# Type 31 names



## Foxbat (May 19, 2021)

The Royal Navy has released the names of the forthcoming Inspiration Class Type 32 frigates and I assume inspiration is the naming theme. 
Active, Bulldog, Cambeltown, Formidable and Venturer


At first they look a bit random but perhaps history says otherwise.
Campbeltown was the name of the destroyer used in the raid on St Nazaire (the largest commando raid in WW2). 
Bulldog captured an enigma machine. 
Formidable was an Illustrious class carrier in WW2 fought many battles including the very significant battle of Cape Matapan that effectively put an end to the threat from the Italian navy.
Active took part in the Falklands conflict amongst other battle honours.
HMS Venturer was a WW2 submarine that is currently the only sub in history to sink another sub while both were submerged.

So perhaps not a random list of names after all.


----------



## .matthew. (May 19, 2021)

Foxbat said:


> HMS Venturer was a WW2 submarine that is currently the only sub in history to sink another sub while both were submerged.


Is that a true fact? Only one submarine has ever sunk another in some sort of underwater dogfight?


----------



## Vladd67 (May 19, 2021)

.matthew. said:


> Is that a true fact? Only one submarine has ever sunk another in some sort of underwater dogfight?
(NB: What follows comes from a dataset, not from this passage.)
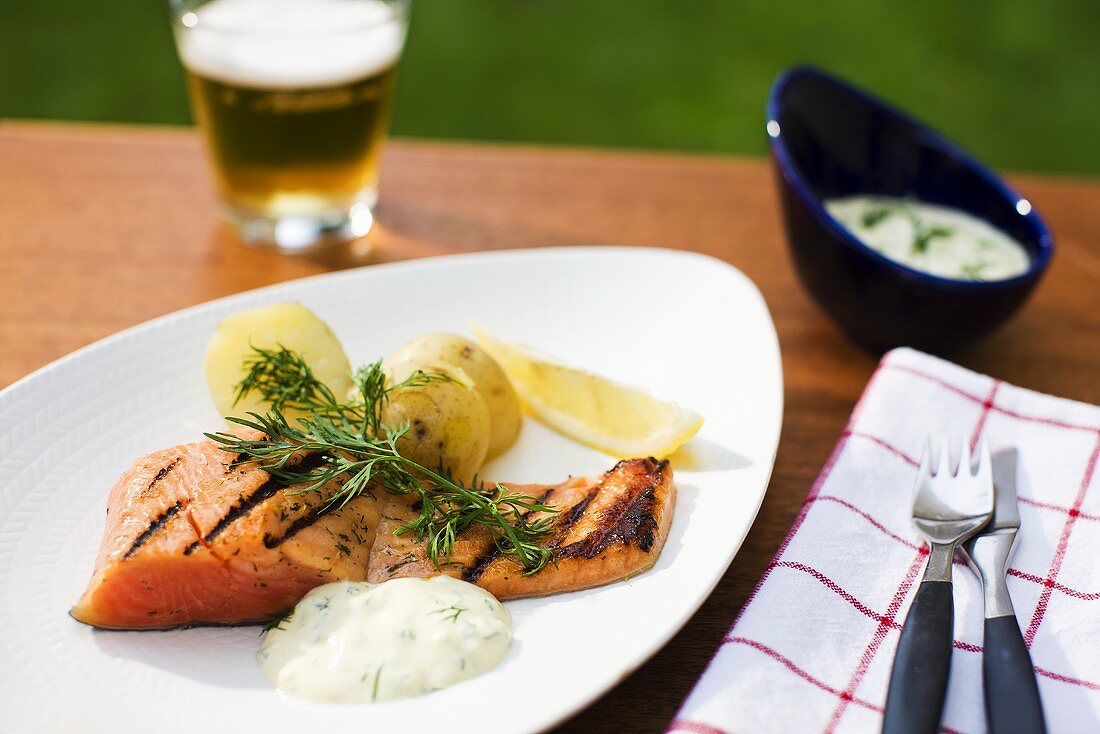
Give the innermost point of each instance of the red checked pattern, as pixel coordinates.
(812, 648)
						World War 2: A Submerged Submarine Sank Another Submerged Submarine
					

HMS Venturer (P68) A two-dimensional (surface) firing solution. Launders had to figure in another dimension and fill in all the variables. Many subs sank subs during the WWII. In fact, subs were am…




					weaponsandwarfare.com


----------



## Foxbat (May 20, 2021)

.matthew. said:


> Is that a true fact? Only one submarine has ever sunk another in some sort of underwater dogfight?


It's the only documented incident. The technology existing today would make it a much more common occurence in a time of war but, luckily, there has never been a naval conflict since WW2 that has led to this.


----------